Why the 15-minute peak is the number to calculate
In German commercial electricity billing you do not only pay for the energy you consume, but also for how hard your worst quarter-hour was. The meter forms an average value every 15 minutes, and the grid operator bills the demand charge against the single highest 15-minute average of the billing period. One spike sets the price for the whole period.
This is why the calculation matters: reducing your annual kWh consumption barely moves the demand charge, while shaving a few kilowatts off that one peak quarter-hour directly lowers the billed power (Bemessungsleistung). Peak shaving targets exactly that measured maximum, not the average load.
How peak shaving with a battery works
A battery storage system (BESS) covers the short load spikes out of stored energy instead of drawing them from the grid. When load approaches your defined threshold, the battery discharges to keep the metered 15-minute average below it, then recharges during quieter periods.
According to Stromfee, this lowers the Bemessungsleistung — but only when three things line up: correct sizing, a load forecast, and priority logic that decides when the battery discharges. A battery that is too small, or that is already empty when the peak arrives, will not cap it.
Calculating the two sizing dimensions: power and energy
Battery sizing has two separate values. The power rating (kW) must cover the gap between your load peak and the threshold you want to hold. The energy capacity (kWh) must cover that gap for the full duration of the peak event — a spike that lasts several quarter-hours needs more stored energy than a single short one.
Stromfee delivers turnkey systems from 100 kWh up to 100 MWh, and cites a typical BESS size of 2–5 MWh for the hotel use case. The reported peak-shaving effect is a saving of 30–50% of the demand-charge (Leistungskosten) portion, and up to 35% on grid fees (Netzentgelte) in the hotel energy-chain example. These ranges depend on your specific load profile, so the actual figure comes from your own measured data.
Combining peak shaving with Day-Ahead arbitrage
The same battery that caps peaks can also trade. Between peak events it charges when prices are low and discharges (or sells) when they are high — arbitrage on the Day-Ahead and intraday markets. Stromfee cites a usable spread of 50–80 €/MWh and, for intraday EPEX SPOT ID1/ID3 trading, an arbitrage yield of up to 80,000 € per year per MWh.
The calculation for a combined system therefore weighs two revenue streams against each other: the guaranteed demand-charge reduction from peak shaving, and the variable arbitrage margin. Priority logic has to reserve enough state-of-charge for the forecast peak before it commits capacity to trading, otherwise a profitable trade can leave the battery unable to cap the next spike.
What data the calculation needs
A reliable peak-shaving calculation is built on your actual 15-minute load profile over a full billing period, your grid operator's demand-charge tariff, and a load forecast to anticipate when peaks occur.
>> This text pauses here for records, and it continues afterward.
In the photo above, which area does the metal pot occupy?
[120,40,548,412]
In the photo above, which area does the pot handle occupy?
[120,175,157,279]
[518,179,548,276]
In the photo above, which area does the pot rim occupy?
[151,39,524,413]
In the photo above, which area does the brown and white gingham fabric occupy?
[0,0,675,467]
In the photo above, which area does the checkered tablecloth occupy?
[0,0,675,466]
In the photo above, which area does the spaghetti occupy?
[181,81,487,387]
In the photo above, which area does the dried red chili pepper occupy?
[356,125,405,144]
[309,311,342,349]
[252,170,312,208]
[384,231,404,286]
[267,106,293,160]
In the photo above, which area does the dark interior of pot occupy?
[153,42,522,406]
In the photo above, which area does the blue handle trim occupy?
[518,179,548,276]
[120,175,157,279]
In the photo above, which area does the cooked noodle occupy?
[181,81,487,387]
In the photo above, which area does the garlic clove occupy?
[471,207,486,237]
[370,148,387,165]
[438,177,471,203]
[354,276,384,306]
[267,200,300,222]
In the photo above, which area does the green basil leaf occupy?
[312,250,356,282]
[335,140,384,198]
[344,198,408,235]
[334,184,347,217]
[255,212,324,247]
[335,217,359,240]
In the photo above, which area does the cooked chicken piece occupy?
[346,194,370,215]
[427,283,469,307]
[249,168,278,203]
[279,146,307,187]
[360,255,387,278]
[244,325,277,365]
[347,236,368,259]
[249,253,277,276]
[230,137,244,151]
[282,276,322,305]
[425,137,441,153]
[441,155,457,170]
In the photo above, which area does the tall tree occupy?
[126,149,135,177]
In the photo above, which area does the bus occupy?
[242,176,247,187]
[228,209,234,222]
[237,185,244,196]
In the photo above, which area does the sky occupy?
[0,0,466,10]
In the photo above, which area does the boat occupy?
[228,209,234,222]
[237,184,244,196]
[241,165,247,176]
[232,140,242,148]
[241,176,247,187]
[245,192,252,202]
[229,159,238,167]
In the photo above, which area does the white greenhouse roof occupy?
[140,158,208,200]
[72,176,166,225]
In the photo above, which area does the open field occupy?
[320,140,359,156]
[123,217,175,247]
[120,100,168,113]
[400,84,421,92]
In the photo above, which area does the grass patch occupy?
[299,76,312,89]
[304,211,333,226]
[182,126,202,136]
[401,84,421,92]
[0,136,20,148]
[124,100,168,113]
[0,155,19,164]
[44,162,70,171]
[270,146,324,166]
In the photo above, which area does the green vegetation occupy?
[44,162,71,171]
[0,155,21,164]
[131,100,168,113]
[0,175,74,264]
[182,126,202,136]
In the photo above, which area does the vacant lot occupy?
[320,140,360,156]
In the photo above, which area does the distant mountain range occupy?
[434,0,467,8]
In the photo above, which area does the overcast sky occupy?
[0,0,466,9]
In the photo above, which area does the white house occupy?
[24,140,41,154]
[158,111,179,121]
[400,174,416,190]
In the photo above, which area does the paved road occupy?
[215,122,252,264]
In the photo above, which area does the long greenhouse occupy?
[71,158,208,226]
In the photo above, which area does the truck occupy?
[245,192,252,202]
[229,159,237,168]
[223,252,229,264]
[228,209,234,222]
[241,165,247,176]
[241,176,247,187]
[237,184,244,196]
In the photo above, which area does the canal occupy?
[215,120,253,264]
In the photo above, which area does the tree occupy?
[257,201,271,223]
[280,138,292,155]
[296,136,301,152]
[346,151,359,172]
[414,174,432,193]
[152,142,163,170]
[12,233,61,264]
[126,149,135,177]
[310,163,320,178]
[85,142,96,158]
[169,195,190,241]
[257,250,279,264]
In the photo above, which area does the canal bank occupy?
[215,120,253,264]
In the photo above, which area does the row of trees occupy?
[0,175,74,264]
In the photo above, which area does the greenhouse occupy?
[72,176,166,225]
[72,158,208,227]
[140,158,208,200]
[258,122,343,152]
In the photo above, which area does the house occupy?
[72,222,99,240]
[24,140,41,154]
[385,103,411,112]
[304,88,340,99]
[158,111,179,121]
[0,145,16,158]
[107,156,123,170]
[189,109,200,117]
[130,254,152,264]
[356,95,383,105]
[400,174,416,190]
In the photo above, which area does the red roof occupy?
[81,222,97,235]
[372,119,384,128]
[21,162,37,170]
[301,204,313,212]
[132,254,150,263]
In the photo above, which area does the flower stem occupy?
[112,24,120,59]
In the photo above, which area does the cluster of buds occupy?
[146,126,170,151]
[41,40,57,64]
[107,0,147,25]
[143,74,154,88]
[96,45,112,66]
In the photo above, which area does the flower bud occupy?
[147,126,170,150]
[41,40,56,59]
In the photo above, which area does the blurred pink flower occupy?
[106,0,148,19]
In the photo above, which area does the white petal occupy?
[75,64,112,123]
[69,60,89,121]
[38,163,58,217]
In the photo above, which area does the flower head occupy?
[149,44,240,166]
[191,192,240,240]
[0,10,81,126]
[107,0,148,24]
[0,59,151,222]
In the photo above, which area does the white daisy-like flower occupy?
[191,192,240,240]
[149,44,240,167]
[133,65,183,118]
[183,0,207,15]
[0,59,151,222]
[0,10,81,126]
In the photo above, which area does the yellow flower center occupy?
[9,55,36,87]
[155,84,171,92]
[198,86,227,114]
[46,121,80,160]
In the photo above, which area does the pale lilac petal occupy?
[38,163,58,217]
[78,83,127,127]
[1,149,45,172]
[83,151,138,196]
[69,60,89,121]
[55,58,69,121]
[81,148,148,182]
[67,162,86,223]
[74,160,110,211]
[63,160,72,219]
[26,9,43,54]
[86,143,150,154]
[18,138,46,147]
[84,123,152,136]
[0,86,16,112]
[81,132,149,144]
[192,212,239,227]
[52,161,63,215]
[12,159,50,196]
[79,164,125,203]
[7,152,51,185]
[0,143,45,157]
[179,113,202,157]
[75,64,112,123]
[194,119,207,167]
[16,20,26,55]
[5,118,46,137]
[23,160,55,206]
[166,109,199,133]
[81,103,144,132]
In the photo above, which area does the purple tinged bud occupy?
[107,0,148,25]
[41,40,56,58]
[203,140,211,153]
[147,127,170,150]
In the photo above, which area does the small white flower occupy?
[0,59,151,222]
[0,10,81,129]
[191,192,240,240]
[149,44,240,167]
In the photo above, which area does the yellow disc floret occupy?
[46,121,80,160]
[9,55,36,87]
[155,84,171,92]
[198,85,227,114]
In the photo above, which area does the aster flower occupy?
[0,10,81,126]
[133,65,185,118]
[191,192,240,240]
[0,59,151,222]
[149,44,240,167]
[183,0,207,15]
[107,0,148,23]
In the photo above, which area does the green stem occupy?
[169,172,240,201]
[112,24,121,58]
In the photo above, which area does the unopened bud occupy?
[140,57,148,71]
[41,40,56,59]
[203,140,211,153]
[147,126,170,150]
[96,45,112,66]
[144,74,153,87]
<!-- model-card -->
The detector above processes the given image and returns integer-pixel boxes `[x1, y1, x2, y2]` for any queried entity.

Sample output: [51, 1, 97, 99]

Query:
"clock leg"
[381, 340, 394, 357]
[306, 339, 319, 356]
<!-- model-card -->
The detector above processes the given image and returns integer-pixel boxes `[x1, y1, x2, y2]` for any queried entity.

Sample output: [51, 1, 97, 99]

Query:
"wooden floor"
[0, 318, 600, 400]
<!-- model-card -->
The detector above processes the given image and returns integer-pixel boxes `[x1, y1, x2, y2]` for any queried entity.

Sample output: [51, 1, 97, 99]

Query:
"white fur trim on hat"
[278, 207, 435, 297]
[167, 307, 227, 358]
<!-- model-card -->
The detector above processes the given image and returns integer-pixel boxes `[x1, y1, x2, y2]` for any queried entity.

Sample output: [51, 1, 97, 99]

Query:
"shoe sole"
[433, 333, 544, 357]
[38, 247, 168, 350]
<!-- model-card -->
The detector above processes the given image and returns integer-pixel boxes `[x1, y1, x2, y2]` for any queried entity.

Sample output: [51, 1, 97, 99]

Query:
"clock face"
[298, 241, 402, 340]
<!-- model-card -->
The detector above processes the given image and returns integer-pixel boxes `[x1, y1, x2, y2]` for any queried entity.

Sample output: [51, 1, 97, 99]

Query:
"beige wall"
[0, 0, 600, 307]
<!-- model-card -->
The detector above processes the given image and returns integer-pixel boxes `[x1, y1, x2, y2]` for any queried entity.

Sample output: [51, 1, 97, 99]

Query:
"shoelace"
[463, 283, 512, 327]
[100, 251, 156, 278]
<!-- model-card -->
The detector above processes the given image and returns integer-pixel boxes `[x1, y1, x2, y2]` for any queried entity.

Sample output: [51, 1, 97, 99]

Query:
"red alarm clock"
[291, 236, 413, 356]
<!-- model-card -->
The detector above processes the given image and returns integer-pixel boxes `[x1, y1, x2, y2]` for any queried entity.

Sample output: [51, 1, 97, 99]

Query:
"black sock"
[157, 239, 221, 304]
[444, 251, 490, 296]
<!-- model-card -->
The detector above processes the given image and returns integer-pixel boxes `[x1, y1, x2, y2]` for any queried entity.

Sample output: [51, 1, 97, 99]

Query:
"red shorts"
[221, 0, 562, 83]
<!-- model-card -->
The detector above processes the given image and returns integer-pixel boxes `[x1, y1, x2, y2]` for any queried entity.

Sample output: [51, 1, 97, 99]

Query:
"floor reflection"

From these you derive the threshold, the required power and energy, and the resulting reduction in billed power.
Stromfee packages this into a feasibility study (Machbarkeitsstudie) covering BESS sizing with capex and payback, a spike-based recalculation against your specific grid operator (Spitzabrechnung), and a Day-Ahead remuneration comparison. That turns the sizing question into a numbers-backed business case rather than a rule of thumb.
FAQ
Which value does peak shaving actually reduce?
It reduces the Bemessungsleistung — the highest 15-minute average power in the billing period — which sets the demand-charge (Leistungspreis) part of your grid fees. It does not reduce your total energy consumption.
How large does the battery need to be?
Two dimensions matter: power (kW) to cover the gap between your peak and your threshold, and energy (kWh) to hold that gap for the full duration of the peak. Stromfee builds from 100 kWh to 100 MWh; a typical hotel BESS is 2–5 MWh, but your load profile determines the exact size.
How much can peak shaving save?
Stromfee reports a saving of 30–50% of the demand-charge portion and up to 35% on grid fees in the hotel example. The real figure depends on your measured load profile and grid operator tariff, which is why a feasibility study calculates it against your own data.
Can the same battery do peak shaving and arbitrage?
Yes. Between peaks the battery trades on the Day-Ahead and intraday markets — Stromfee cites a usable spread of 50–80 €/MWh and up to 80,000 €/year per MWh via EPEX SPOT ID1/ID3. Priority logic must reserve state-of-charge for the forecast peak before allocating capacity to trading.